At the same time, I’m often challenged, as I travel to different areas of my country and some parts of the world, to find the food I need to stay healthy and with a good energy level. More than once I’ve discovered that the “vegetarian” soup was made with chicken stock, or that the “vegetarian” beans had been cooked with meat for flavoring. At times like this, I resort to the supply of food – protein bars, nuts, and so on – I carry when I travel.
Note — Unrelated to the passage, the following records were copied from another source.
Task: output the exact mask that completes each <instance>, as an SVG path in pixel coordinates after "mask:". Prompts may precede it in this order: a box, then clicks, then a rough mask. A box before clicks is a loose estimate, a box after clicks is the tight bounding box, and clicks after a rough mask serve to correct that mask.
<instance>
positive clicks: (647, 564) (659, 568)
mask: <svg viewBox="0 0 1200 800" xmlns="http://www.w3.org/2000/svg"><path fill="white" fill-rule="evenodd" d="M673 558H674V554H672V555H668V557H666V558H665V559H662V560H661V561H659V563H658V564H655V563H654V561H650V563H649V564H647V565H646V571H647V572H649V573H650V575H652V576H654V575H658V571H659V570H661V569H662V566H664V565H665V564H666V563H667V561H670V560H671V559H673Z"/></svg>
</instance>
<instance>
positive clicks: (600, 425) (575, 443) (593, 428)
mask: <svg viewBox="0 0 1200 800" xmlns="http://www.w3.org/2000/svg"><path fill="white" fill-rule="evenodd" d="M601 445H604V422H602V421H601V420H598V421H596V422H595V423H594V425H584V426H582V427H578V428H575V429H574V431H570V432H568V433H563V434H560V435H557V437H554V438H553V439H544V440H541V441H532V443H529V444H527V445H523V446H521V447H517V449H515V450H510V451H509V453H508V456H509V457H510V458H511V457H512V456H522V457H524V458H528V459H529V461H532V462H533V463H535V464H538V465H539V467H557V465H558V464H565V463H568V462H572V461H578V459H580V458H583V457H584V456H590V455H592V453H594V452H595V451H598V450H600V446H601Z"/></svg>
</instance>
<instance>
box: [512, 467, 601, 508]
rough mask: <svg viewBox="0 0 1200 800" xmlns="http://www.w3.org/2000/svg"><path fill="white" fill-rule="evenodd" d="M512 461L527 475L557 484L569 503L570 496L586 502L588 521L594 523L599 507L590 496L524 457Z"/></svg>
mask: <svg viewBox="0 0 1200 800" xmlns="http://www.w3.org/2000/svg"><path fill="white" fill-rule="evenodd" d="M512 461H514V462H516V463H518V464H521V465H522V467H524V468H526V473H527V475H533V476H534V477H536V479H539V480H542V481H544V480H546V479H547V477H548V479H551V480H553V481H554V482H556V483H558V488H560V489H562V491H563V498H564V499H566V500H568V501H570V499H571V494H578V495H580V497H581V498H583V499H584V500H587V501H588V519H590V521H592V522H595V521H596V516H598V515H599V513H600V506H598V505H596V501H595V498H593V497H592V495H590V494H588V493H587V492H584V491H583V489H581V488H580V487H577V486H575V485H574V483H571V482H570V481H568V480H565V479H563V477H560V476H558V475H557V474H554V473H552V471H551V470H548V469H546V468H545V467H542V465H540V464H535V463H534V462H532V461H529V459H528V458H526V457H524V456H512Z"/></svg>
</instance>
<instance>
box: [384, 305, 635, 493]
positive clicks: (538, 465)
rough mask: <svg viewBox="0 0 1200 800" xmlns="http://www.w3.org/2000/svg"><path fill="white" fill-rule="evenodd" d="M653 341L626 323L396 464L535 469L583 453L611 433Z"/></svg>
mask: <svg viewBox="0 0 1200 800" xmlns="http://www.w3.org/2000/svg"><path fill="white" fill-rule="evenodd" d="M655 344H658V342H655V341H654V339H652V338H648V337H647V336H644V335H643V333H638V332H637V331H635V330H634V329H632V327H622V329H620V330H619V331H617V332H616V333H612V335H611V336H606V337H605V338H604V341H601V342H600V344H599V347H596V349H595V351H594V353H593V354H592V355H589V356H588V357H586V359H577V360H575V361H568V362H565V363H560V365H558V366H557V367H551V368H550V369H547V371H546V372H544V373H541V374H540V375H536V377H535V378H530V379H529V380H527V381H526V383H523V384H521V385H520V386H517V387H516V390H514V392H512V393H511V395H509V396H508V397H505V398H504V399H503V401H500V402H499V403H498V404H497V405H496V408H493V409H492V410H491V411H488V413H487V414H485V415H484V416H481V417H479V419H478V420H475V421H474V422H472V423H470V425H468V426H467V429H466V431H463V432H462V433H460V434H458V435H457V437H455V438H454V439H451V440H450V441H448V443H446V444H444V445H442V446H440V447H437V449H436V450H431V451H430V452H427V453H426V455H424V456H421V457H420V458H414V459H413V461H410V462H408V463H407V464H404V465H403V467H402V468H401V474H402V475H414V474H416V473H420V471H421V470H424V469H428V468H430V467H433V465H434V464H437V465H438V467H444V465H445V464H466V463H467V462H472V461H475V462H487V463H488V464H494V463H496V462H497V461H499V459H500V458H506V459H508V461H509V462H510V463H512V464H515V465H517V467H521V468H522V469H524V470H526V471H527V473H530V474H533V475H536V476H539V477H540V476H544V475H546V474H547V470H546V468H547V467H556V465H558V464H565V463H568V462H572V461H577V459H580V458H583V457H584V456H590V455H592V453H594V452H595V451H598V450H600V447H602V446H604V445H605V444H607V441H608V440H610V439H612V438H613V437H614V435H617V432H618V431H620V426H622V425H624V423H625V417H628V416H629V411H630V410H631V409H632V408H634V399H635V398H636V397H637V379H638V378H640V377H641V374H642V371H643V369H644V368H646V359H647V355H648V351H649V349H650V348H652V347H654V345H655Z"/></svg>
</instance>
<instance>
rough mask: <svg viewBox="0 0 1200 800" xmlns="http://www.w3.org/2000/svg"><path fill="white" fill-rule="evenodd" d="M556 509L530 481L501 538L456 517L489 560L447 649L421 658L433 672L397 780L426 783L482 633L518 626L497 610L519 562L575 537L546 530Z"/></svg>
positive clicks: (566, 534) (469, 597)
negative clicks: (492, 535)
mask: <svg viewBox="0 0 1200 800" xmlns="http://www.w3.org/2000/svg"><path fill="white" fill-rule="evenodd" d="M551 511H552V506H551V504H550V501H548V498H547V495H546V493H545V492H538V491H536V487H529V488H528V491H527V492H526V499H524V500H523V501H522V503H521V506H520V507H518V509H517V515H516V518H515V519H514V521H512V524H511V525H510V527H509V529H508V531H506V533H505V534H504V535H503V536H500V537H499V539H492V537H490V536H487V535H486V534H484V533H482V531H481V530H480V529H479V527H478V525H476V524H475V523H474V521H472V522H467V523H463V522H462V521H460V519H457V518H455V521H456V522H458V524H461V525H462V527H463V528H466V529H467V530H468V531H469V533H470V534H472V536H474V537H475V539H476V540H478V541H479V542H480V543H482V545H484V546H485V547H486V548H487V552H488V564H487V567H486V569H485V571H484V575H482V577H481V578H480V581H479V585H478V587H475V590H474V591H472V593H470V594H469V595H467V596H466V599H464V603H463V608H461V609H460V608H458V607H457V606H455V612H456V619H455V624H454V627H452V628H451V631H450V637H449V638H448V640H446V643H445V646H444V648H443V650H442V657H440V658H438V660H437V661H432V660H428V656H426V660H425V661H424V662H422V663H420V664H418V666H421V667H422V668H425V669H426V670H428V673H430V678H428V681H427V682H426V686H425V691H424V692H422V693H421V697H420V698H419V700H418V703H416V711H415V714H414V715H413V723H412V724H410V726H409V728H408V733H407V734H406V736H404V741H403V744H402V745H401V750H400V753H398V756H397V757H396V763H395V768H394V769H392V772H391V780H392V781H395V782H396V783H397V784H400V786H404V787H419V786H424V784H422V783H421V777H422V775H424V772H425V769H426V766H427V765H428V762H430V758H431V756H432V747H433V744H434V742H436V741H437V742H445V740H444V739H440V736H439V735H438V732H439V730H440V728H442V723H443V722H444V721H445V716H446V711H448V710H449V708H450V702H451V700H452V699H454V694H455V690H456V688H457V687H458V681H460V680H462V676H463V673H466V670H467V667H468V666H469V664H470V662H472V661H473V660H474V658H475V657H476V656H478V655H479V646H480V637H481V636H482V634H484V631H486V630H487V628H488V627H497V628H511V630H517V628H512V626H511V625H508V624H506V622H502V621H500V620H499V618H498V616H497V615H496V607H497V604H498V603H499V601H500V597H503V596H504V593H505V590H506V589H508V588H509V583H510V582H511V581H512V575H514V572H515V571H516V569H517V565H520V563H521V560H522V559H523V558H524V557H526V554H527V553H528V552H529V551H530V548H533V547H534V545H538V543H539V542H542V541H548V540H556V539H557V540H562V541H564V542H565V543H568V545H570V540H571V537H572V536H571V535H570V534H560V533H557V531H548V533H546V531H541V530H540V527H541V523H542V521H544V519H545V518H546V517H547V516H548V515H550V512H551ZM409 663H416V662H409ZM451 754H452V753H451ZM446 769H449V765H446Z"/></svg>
At 65 with 66 not far away, this former co-founder of Tulsa Beef and Feed can’t imagine not being a vegetarian. I am blessedly healthy and happy with what I eat. How much of my good health is because of being a vegetarian? I can’t say. But I can say that I believe our planet and the people on it would be much healthier if we were a world of vegetarians. Or at least a world where people ate much more plant-based protein and much less meat-based protein. And, regardless of our diet, I believe we’d be much closer to Isaiah’s peaceable community if we lived each day mindful of the life that is sacrificed that we might have life, and in boundless gratitude – offering more than we receive and giving more than we take.